The country’s biggest supplier, China National Petroleum Corp., lobbied for lower taxes on gas imports, reformed pricing mechanisms for gas sold to homes and businesses, and expanded storage capacity to help meet peak winter demand. CNPC Chairman Wang Yilin sees gas use growing as much as 16 percent this year, according to domestic media outlet Jiemian. That’s a more bullish outlook than the top economic planner National Development & Reform Commission, which said Friday it sees demand expanding 10 percent this year.
The NDRC also said the country would take a multi-pronged approach to increasing gas supply, including signing long-term deals with Russia, as well as other Central Asian and Pacific countries, to secure imports and developing more unconventional sources such as tight gas, shale and coal gas. Supplies from Russia are set to start Oct. 2019, CNPC’s Wang said.
But can’t quit coal
China mines and burns about half the world’s coal, so it can’t totally ditch it.
While the government plans to abandon 4 gigawatts of coal-fired capacity, the NEA said that large-scale coal-fired collective heating supply will be the primary source of warmth in the northern part of the country, some of which suffered the worst of last winter’s heating crunch. While the government is standing by its commitment to use more gas, it said that conversion projects should be planned only if there’s a guaranteed supply of the fuel.
“This means that new installations of clean coal-fired units are still welcomed since natural gas is still in shortage,” analysts at China International Capital Corp. wrote in a research note.
And the nation’s plans to cut 150 million tons of coal production capacity this year shouldn’t be interpreted as a turn away from the fuel, said Ling Wen, general manager of China Energy Investment Corp., the newly-formed world’s biggest power company, according to a report from China Mining News. Rather than abandon it, China needs to push for cleaner and higher-efficiency use of the fuel, Ling said.
Wind, solar and hydro
The government gave permission to build new wind turbines in three provinces, lifting restrictions in place last year because they were producing more power than the grid could absorb. It’s also prioritizing the development of so-called distributed wind and solar projects, where the panels and turbines are built near the end-users.

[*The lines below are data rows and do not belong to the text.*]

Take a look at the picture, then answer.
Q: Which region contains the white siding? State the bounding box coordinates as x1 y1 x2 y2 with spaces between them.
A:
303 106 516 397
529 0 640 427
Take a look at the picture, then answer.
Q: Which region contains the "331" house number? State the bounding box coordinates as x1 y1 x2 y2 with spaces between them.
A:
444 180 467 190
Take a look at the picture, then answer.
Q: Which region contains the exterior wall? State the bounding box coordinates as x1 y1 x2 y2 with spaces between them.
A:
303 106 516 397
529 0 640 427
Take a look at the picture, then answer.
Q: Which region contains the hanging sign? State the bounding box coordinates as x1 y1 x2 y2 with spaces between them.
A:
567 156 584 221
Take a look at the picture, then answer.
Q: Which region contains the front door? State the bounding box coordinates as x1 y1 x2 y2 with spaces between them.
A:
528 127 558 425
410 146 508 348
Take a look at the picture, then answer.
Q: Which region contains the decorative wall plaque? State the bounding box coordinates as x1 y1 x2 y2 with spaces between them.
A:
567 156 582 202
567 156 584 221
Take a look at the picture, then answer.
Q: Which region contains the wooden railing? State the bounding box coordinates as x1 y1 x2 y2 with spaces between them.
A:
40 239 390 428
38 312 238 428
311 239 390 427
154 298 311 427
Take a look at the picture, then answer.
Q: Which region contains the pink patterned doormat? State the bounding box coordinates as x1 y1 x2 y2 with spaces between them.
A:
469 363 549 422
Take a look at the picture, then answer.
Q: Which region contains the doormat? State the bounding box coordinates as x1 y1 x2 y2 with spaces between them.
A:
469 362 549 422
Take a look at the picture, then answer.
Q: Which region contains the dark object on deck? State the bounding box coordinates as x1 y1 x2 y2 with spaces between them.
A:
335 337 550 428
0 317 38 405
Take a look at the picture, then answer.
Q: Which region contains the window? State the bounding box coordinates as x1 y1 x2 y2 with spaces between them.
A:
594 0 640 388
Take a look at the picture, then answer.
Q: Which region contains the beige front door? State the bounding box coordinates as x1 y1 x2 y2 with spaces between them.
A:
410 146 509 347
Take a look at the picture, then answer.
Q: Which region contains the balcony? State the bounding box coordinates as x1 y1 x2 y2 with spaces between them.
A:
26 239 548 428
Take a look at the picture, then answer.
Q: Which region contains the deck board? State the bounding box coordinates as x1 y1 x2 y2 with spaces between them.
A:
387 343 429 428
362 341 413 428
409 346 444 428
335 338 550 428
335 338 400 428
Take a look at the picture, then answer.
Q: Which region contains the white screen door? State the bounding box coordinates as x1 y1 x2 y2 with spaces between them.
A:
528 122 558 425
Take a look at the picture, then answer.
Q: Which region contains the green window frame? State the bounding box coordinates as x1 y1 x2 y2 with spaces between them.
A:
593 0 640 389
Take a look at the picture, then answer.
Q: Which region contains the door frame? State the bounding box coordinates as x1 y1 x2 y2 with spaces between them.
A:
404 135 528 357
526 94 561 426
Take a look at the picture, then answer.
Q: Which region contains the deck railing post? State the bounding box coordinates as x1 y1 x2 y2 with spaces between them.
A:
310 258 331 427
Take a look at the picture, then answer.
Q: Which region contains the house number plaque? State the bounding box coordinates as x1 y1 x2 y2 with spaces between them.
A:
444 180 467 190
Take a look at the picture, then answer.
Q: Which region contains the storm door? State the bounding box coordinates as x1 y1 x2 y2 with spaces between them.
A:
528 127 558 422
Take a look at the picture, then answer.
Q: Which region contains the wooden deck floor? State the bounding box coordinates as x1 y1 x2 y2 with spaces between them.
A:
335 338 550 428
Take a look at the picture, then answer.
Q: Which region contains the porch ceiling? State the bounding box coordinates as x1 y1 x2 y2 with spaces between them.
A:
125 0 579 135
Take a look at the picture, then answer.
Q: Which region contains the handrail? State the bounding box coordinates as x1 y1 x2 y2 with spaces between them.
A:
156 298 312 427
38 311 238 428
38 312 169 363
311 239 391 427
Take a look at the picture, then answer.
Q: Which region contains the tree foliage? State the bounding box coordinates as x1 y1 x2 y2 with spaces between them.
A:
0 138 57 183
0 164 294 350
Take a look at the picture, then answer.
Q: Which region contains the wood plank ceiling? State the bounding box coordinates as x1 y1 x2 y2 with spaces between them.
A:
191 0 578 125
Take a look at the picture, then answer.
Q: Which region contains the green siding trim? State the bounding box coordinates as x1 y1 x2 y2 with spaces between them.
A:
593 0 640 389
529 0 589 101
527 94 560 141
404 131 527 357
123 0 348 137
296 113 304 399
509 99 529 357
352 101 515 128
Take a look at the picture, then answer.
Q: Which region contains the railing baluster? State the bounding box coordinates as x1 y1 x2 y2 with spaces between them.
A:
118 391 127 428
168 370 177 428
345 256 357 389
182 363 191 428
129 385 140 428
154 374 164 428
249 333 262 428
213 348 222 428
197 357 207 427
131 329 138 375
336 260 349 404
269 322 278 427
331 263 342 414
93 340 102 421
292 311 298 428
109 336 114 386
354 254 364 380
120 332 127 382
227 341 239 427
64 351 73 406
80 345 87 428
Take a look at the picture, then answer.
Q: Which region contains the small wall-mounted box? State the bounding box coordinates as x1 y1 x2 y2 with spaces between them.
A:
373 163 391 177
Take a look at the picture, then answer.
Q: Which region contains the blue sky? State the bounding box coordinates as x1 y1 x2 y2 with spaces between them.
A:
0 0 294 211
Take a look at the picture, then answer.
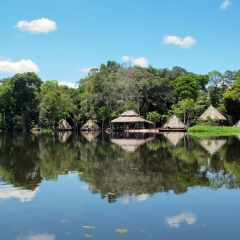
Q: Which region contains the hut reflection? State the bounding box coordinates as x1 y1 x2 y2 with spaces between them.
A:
162 132 186 146
81 131 100 142
58 131 72 143
200 139 227 155
111 132 154 152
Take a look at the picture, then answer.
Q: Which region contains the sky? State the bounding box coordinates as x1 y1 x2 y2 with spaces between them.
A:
0 0 240 87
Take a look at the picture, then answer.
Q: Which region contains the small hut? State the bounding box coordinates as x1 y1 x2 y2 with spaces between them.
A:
199 105 227 126
111 110 154 131
57 119 72 131
80 120 101 131
233 120 240 128
161 115 187 131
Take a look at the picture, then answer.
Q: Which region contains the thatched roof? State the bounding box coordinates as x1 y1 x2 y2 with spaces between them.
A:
58 119 72 131
111 110 154 124
111 137 154 152
81 131 100 142
162 132 186 146
162 115 187 129
121 110 139 117
80 120 101 131
200 105 227 121
200 139 227 155
233 120 240 127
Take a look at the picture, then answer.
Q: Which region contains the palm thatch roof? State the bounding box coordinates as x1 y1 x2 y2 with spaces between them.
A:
81 131 100 142
200 139 227 155
163 132 186 146
111 110 154 124
200 105 227 121
80 120 101 131
111 137 154 152
121 110 139 117
162 115 187 129
233 120 240 127
57 119 72 131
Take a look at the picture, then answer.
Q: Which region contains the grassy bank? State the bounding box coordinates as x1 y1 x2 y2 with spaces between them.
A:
188 125 240 137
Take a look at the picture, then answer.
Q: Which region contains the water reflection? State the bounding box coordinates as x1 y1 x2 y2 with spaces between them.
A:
162 132 186 146
0 185 38 202
58 131 72 143
165 212 197 228
200 139 227 155
111 132 154 152
0 132 240 203
81 131 100 142
17 232 56 240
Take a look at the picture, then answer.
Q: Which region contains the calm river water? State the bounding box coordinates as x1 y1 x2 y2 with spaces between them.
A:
0 132 240 240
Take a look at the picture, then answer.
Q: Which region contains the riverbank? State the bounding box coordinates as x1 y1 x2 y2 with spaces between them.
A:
188 125 240 137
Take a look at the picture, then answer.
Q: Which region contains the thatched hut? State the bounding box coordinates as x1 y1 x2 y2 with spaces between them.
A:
80 120 101 131
161 115 187 131
199 105 227 126
111 110 154 131
57 119 72 131
233 120 240 128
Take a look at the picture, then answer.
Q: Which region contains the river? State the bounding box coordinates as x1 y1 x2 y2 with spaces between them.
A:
0 132 240 240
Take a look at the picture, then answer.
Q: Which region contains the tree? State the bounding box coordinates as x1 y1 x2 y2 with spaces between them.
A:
99 106 111 130
170 74 209 101
0 72 42 130
223 74 240 122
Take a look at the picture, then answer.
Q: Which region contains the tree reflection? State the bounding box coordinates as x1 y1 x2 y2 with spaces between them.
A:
0 133 240 200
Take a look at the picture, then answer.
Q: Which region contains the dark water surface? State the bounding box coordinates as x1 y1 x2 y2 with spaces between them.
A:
0 132 240 240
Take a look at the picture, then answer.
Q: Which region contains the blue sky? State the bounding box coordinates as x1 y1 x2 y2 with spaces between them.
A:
0 0 240 86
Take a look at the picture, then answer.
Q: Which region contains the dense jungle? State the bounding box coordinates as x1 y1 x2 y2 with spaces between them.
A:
0 61 240 131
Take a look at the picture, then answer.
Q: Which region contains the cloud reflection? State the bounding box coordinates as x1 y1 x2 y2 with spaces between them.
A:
17 233 56 240
0 186 38 202
165 212 197 228
122 194 149 204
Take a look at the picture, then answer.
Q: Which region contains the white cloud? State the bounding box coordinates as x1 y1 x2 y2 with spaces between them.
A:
121 56 148 67
81 67 96 73
165 213 197 228
220 0 231 10
15 18 57 33
163 35 196 48
0 186 38 202
58 81 75 88
0 59 39 73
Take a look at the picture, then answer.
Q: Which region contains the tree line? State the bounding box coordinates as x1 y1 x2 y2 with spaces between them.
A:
0 61 240 131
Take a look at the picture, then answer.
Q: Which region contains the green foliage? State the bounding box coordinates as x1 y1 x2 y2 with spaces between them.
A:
147 111 161 125
188 125 240 137
223 74 240 122
0 61 240 131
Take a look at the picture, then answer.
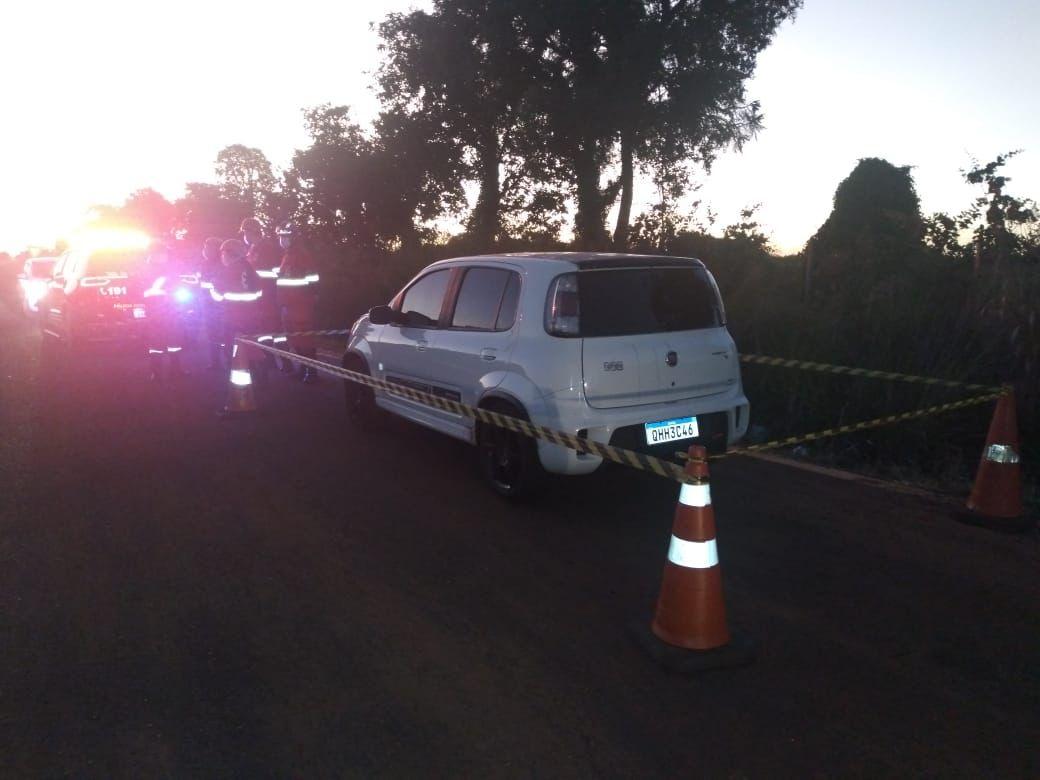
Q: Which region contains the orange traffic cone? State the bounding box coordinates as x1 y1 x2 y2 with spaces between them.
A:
967 391 1032 528
223 343 257 416
628 446 754 672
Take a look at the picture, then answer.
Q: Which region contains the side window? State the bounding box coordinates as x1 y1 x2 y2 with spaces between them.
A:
495 271 520 331
451 268 516 331
400 268 451 328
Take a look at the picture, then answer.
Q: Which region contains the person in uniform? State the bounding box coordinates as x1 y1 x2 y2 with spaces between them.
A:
277 223 318 385
145 243 186 382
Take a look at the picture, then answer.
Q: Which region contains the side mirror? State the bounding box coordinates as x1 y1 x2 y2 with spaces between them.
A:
368 306 397 324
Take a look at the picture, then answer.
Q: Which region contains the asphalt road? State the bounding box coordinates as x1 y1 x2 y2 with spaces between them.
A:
0 295 1040 778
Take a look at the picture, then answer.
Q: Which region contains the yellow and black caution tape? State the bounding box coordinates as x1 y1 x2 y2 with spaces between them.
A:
740 355 1004 393
694 388 1008 461
236 334 702 485
236 339 1009 484
252 328 350 341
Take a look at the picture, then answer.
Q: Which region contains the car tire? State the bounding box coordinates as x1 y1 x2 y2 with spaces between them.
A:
476 400 545 501
343 355 380 431
61 309 83 349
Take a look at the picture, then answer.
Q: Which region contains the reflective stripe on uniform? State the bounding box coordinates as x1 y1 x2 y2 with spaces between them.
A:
668 540 719 569
145 277 166 297
679 484 711 506
986 444 1018 464
217 290 263 304
278 274 319 287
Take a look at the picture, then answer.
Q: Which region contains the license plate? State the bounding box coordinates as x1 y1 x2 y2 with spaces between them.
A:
643 417 700 444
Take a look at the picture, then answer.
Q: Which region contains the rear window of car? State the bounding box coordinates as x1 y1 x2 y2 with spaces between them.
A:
451 268 520 331
577 268 725 338
29 259 57 279
77 250 146 277
400 268 451 328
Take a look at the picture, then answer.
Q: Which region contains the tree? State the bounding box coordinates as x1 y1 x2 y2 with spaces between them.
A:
722 203 770 252
960 150 1038 268
291 105 463 252
379 0 563 245
120 187 177 235
174 182 253 244
525 0 801 248
216 144 277 220
806 157 925 291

“China’s clean-energy power companies, including solar, nuclear and wind stand to gain as the 13th National People’s Congress reaffirms the country’s commitment to a cleaner environment,” said Bloomberg Intelligence analyst Miranda Wang.
Newly installed wind power capacity in 2018 will rise to 20 gigawatts, while construction will begin on new projects with combined capacity of 25 gigawatts, the NEA said.
Grids and tariff relief
The NEA said China will continue to develop its power trading market for the medium- and long-term, speed up market-based electricity trading and expand direct trading between users and power generators.
“Power reform, especially of the grid companies, is the focus of 2018,” CICC analysts wrote. “We expect tariff cuts through reducing grid charges will be another focus.”
Nuclear power industry reboots
China once again aims to start construction of as many as eight nuclear reactors this year, the NEA said. The world’s biggest energy user had a similar goal last year, but didn’t begin building any units and hasn’t approved new reactors since 2015, not counting demonstration projects.
Attention is now focused on the startup of the Sanmen No. 1, which uses Westinghouse Electric Co.’s AP1000 design, and the Areva SA-designed EPR Taishan No. 1, which have both been delayed for years and are awaiting regulatory approval to begin fuel loading this year.
“Until some of the technology doubts are cleared, China may be reluctant to start building,” Stephen Thomas, emeritus professor of energy policy at the University of Greenwich, said by email.